There are so many stars and galaxies, our 'window of time' where we can even do radio transmissions and sent something into space
versus there 'window of time' + travel time for spacecraft would need to overlap so the things would arrive here now and we can detect them..
Hard to detect too, very small.
And may not look alike anything _we_ put into space.
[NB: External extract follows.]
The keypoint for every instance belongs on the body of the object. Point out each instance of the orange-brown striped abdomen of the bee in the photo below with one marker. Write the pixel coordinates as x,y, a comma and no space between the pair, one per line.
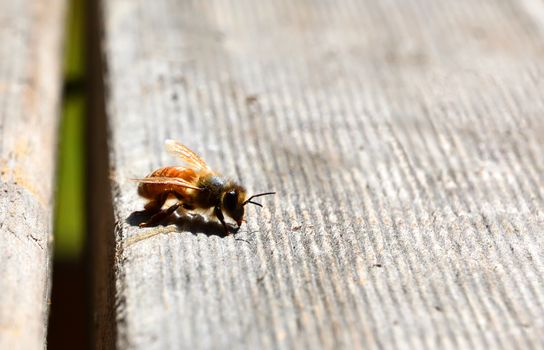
152,190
>Incidentally we may be able to detect industrialised civilisations at a 
>truly great distance if they follow the same path as we did.
>
>Observing CFC's in the high atmosphere can pretty much only come from a 
>civilisation that has mastered organofluorine chemistry. Fluorine is 
>just too reactive and calcium fluoride so incredibly insoluble that it 
>is all scavenged into an inert form very quickly even if some occurs in 
>vulcanism. You have to separate it electrolytically from a molten salt 
>eutectic mix (scary stuff it is too).

Absolutely, was some references to that on one of the sci sites I read every day..
Also there are great programs on German channels on Astra1 satellite that go into it,
show equipment, videos and shots taken by various spacecraft and professors talking about what they found.
 https://www.tvdirekt.de/tv-programm-auf-einen-blick/tv-programm-online.html?hours=4&typeID=-1&typeName=free
  for if you speak German
short one was today
  https://www.tvdirekt.de/tv-programm/sendungsdetails/191122146/leschs-kosmos.html

last week about the planets, their satellites and all the probes that were sent there.
some of those programs last for hours, 
on zdf.info on astra1 satellite
 https://www.wunschliste.de/serie/die-planeten-2019

And of course there is NASA TV on Hotbird 13 East satellite

All very interesting.
We are _not_ the center of everything... just an other chemical reaction in a vast space with a few things called neurons
that perhaps think we can grasp everything ;-)
Some thing about quantum gravity today:
 https://www.sciencedaily.com/releases/2024/03/240326103858.htm

I go for Le Sage complex particles also carrying EM radiation.